J2-4458 Data compression paradigm based on omitting self-evident information

Acronym: COMPROMISE

Period: 01/11/2022 – 31/10/2025

Funding:

    • Slovenian Research and Innovation Agency (ARIS)
      J2-4458 Paradigma stiskanja podatkov z odstranjevanjem obnovljivih informacij

    • The Czech Science Foundation (GA ČR)
      Komprese dat založená na vynechání samozřejmé informace - COMPROMISE

Partners:

Faculty of Electrical Engineering and Computer Science, Laboratory for Geospatial Modelling, Multimedia and Artificial Intelligence (UM FERI)

Department of Computer Science and Engineering (UWB)

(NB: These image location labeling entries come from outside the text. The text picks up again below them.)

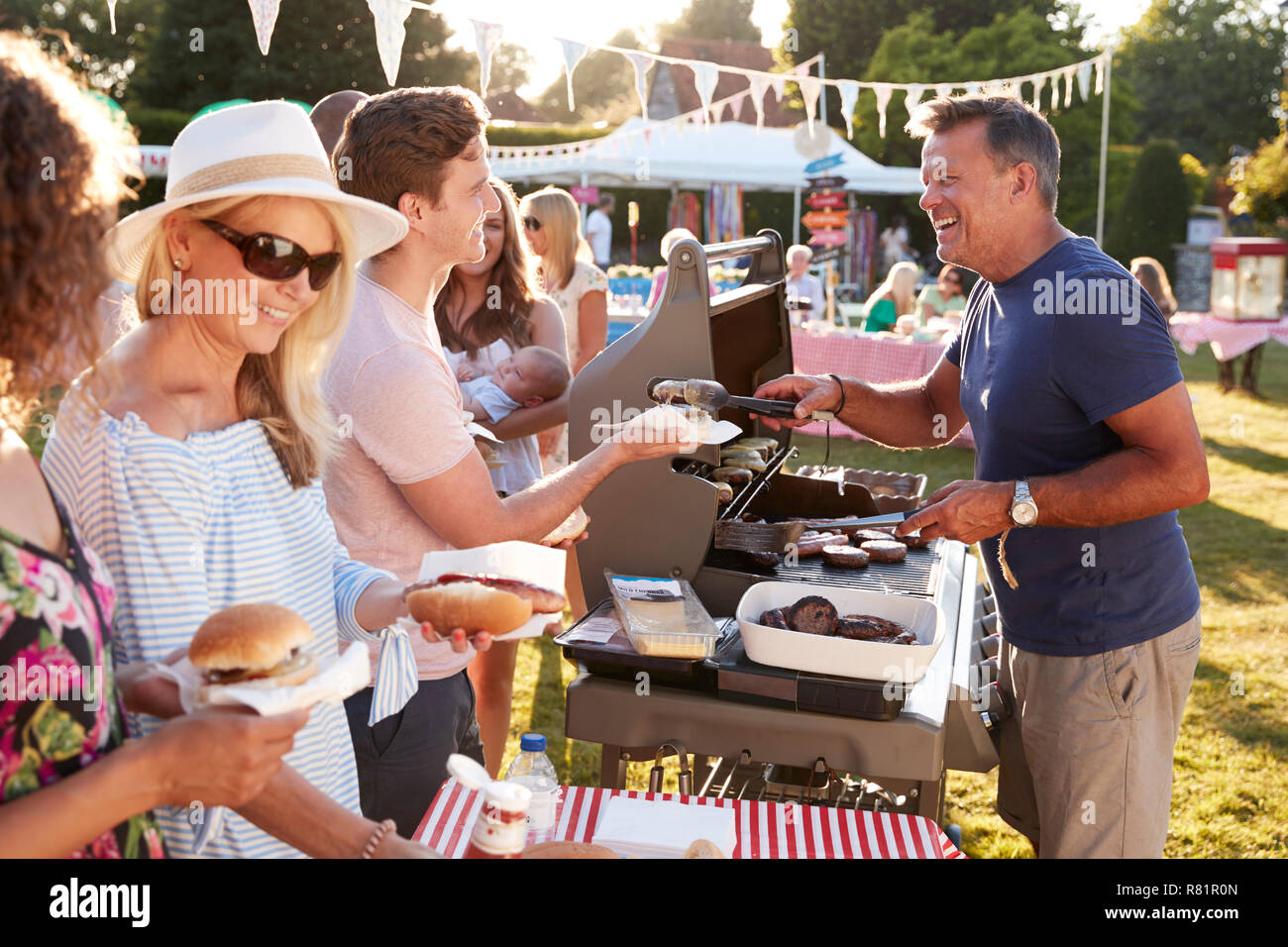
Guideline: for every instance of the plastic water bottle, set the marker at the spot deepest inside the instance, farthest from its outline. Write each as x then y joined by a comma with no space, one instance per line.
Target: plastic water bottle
535,771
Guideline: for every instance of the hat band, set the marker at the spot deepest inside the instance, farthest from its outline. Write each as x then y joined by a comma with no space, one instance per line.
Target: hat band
250,169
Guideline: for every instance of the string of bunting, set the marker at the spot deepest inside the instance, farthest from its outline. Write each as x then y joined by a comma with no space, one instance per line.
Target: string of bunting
390,18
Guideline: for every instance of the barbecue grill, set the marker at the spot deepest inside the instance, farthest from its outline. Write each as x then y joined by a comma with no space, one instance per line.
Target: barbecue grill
758,732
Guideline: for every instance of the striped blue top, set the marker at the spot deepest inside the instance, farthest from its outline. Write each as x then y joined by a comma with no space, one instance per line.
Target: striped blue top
188,527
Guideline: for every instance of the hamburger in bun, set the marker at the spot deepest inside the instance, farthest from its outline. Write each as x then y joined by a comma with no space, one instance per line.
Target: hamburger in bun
480,602
253,646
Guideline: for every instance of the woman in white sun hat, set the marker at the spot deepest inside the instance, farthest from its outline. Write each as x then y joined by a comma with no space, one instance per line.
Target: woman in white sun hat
189,454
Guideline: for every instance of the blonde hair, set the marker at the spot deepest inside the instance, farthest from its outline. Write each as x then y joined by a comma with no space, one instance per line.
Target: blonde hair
1153,278
558,214
901,282
282,389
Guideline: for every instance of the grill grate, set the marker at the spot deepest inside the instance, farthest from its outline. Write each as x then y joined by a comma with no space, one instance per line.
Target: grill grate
915,575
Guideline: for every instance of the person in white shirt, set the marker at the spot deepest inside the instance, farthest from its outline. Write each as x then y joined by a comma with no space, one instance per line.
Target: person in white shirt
803,286
599,230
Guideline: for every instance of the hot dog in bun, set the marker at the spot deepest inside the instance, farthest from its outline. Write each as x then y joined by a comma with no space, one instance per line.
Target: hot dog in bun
253,646
480,602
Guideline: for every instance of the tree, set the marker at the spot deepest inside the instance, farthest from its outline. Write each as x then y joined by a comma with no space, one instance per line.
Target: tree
712,20
1019,44
1154,210
1206,72
107,59
603,85
849,31
1261,187
202,53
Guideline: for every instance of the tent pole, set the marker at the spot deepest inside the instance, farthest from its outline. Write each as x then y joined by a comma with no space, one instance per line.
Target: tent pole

Coordinators and Contacts:

Data compression is one of traditional disciplines of computer science, but also one that has made no significant progress in recent decades. It has also failed to keep up with new scientific trends, where new devices collect ever-increasing amounts of highly heterogeneous data. These data are compressed using either general-purpose or domain-dependent methods. The former are well-known lossless solutions from 30 years ago (e.g., RAR or ZIP). They achieve generality by handling a data stream on the level of bytes, ignoring potential higher-level relations in the data. The domain-dependent methods are lossy, near lossless, or lossless. Lossy methods operate by transforming the data into frequency space, performing the quantization there, and encoding the remaining values in a lossless manner, whereby the lossless part is typically domain dependent as well. Near lossless and lossless methods are typically prediction based. However, the predictions are made from a narrow spatial and/or temporal context, which reduces the efficiency. Most methods are symmetric, which means that decoding is performed by the same pipeline as encoding, only in a reversed order. The disadvantage is that the time complexity of decoding is the same as that of encoding. Finally, each type of data requires a specific solution that is not transferable to other types of data.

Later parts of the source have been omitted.